The potato fruit are of no value to the gardener. Potato fruit, as well as the plant itself, contain relatively large amounts of Solanine. Solanine is a poisonous alkaloid. The small fruit should not be eaten. Since potatoes don't come true from seed, no effort should be made to save the seed."

So now we know! Oh and the purple cabbages in the row of Greyhounds appear to be Red Cabbage. Obviously the seed packers at Suttons have the occasional lapse of concentration or maybe the odd joke with the punters. So I've got half a dozen Red Cabbage for next year, provided they manage to avoid the phantom Cabbage stripper. I've stepped up the Nettle Stew spraying and watering and so far it does seem to be having a positive effect, especially on the recently sown Broad Beans. They're following the early spuds as a catch crop and are really dong well.

I've picked some of the Rocket and Mustard Greens I got in one of the mixed seed packets given to me by Mrs Moose. They are so tasty, especially the Mustard Greens. It's like have a spoon of Colemans on a green leaf!

Well it's time to make a move. I'm borrowing a Volvo estate to take the wood to the tip today. I've had my bowl of porridge so I'm ready to rock.

Captain Tongo reporting for duty,

Over & Out!

Sunday, 22 July 2007

Allotmenticity - Sunday 22nd July

Well I'm finally back on Plot 87. I've just spent a fantastic week sailing in the Solent with 2 very good friends, Skipper David and The Polish Princess, aboard the yacht Bonamy. We set off from Port Solent and went to Lymington, Poole, Studland Bay (where we caught 9 Mackerel and ate them from the Barbie within 2 hours, now that's fresh and they tasted unbelievable!).

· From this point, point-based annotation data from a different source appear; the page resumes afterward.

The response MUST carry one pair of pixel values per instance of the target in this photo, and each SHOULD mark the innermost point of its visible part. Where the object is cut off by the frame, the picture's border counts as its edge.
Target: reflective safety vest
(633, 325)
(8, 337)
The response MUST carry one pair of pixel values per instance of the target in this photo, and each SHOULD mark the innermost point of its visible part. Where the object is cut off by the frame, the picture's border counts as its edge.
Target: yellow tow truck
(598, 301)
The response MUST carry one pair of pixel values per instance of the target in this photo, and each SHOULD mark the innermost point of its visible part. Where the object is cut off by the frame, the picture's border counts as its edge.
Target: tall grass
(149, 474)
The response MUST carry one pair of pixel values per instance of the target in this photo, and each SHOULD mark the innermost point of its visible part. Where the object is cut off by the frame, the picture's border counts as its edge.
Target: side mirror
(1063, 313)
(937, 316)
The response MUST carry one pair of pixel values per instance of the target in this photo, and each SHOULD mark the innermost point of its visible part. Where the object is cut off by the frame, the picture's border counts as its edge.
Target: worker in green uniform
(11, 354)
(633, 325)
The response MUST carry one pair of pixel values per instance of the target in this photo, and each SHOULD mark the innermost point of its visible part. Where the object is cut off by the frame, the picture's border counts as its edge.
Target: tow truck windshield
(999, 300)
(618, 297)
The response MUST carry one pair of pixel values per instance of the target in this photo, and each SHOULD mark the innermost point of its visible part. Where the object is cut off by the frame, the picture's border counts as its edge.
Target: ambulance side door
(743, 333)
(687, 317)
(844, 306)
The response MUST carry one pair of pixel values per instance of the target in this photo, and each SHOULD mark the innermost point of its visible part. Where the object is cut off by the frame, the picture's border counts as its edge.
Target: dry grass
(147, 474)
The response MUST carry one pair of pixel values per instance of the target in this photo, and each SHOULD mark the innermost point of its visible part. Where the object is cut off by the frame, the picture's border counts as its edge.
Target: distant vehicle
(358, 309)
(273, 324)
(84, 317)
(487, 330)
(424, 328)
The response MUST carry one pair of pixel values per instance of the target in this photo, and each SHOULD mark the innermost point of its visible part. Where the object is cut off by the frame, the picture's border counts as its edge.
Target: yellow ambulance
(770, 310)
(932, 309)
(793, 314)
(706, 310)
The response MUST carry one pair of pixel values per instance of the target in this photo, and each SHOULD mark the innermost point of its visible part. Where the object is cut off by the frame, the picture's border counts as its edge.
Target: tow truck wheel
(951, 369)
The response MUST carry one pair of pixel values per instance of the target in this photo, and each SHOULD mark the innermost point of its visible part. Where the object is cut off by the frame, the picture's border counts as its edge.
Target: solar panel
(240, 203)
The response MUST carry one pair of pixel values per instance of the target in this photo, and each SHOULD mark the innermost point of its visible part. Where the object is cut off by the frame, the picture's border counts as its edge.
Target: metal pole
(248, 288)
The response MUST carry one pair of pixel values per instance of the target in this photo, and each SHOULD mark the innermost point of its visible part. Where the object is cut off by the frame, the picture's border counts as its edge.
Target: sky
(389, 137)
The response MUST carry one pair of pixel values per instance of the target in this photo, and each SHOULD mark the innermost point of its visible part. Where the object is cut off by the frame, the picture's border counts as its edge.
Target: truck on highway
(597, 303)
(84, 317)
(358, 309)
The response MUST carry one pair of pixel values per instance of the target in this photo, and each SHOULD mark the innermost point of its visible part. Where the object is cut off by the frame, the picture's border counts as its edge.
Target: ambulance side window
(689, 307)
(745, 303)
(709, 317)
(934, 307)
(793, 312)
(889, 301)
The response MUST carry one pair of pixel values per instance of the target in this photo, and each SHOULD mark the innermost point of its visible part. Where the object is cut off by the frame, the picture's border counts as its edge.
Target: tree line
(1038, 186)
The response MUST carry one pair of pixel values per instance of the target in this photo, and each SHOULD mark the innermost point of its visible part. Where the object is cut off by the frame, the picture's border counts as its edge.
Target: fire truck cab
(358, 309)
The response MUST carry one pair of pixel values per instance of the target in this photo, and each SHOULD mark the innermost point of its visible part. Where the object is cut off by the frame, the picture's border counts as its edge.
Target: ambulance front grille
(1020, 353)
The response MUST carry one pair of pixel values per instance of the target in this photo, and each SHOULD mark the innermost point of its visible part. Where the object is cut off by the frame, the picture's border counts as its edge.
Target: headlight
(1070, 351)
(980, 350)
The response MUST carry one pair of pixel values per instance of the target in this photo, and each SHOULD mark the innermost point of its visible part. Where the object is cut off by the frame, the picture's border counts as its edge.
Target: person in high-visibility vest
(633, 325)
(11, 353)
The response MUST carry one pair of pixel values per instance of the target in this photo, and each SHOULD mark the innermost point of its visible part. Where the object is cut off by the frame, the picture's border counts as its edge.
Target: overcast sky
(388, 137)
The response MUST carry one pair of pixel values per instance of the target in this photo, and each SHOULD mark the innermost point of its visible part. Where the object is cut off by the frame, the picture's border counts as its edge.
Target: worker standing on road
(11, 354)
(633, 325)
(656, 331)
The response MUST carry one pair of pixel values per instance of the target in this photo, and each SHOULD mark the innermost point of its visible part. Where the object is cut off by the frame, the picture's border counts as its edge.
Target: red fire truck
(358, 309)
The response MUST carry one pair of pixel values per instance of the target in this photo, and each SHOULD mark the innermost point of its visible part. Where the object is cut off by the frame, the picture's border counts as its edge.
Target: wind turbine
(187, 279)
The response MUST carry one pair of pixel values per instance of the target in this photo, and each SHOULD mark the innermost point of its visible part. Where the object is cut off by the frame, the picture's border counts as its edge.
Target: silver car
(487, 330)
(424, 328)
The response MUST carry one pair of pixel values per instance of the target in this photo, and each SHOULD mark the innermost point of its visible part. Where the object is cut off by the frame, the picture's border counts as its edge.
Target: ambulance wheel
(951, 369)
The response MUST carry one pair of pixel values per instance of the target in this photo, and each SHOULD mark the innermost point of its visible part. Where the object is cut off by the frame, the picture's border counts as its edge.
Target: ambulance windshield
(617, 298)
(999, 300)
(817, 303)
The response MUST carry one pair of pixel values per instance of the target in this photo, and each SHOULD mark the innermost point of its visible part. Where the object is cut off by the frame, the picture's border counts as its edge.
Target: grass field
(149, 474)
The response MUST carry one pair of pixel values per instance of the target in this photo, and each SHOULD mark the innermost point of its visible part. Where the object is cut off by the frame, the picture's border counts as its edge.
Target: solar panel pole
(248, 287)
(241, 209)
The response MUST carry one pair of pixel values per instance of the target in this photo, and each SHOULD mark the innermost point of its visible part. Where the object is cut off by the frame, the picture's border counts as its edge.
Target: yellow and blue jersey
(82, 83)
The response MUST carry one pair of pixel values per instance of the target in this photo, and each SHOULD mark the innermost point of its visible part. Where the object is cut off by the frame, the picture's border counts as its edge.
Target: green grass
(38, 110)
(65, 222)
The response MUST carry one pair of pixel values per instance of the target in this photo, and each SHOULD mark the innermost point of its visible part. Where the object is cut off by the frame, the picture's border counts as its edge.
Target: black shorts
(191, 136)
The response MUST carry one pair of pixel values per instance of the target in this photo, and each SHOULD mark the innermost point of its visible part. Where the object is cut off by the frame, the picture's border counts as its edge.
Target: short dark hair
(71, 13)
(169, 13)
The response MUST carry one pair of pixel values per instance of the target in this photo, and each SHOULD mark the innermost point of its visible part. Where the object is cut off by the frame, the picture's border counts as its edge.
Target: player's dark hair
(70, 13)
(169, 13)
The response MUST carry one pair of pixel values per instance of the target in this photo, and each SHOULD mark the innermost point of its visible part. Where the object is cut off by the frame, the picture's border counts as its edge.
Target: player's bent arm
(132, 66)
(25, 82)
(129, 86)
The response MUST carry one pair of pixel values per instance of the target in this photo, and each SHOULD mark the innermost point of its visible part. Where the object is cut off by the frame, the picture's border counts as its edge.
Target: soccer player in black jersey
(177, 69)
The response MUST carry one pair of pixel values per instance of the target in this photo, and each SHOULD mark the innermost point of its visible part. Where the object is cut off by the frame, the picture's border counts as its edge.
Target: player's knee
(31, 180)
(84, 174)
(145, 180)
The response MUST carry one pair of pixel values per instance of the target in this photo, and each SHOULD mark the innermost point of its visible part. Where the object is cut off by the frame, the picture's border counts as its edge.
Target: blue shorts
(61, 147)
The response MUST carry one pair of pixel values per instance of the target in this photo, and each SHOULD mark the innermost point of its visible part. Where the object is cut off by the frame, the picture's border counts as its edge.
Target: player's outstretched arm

We then sailed to Yarmouth on the Isle of Wight in a force 7 (Yes I did say SEVEN) gale. Well that WAS an experience! I'm not sure if the word "exhilarating" sums it up correctly or just Scared Out My Bloody Wits is better. Still we arrived safely. The next day was brilliant with hardly any wind and I actually took the helm and we sailed to Priory Bay which can be seen in the top photo at sunset. The final day we went back to Port Solent and saw a dolphin just off Portsmouth.
The weather was great all week, so image my surprise when I was caught up in an hour and a half of standing traffic on the way back because the M40 was flooded. It was as if the world was coming to an end when I finally got back to Birmingham. Torrential non-stop rain.
Fearing the worst I visited plot 87, but everything was fine. No flooding and all the seedlings and cabbages doing really well. The only thing is the Coriander is in full flower (2nd picture).
I must admit I'm puzzled as to why the Greyhound cabbages I sowed have included a couple of purple specimens. Lovely colour, but is this normal? More to the point can I eat them?
And specially for Primrozie my friend from the US, I've added a photo of the Nettle Stew. As you can see I've used an old water tank like you find in the roof and used a large green garden bag. (An onion sack would be better) This is then punctured with a knife and suspended in the tank.
I've picked a heap of peas which I've frozen and some of the good Hispi cabbages.
So it's dinner tonight with fresh Spinach as well as Spuds.
Bye for now,
Happy Allotmenteering,
The Captain.

Sunday, 8 July 2007

Allotmenticity - Sunday 8th July

Welcome to the new addition to the No 87 family of tools. He's called Joe. (Birmingham Calling!) It's been difficult to find the gaps in the weather just lately, but the good thing is we don't have a problem with drainage down here, so I'm quite confident that the spuds will be OK. I've already had some very tasty early Arran Pilots. I'm sowing Brad Beans as a catch crop each time I dig them up. Pic 2. The cabbages hopefully seem to be free of Club Root. Now whether that's down to the liming, the fact I planted each one in a cocoon of compost I'm not sure. It will be interesting next year when they go onto this years spud patch.
The up and down weather has caused the Coriander to flower as can be seen from picture No3, but I've had great success with the Parsley and the Cos Lettuces are fantastic.
The Peas are doing great and now starting to form good pods. I've learnt that it's not a good idea to grow them up either side of nets as they quickly grow into each other and it makes picking them difficult. I've also gained an attractive newcomer to the pea patch. Could this be my entry into the drug trade!!!
I've sown some Spring Cabbage and also some more carrots, Tarragon and some Rocket and Mustard Greens so the production line continues.
With a bit of luck I might be doing a bit of sailing in the next week or so, but I'll have to get some work done before that.
Well done Lewis Hamilton, shame he couldn't win but another podium!
Until next time,
The Captain.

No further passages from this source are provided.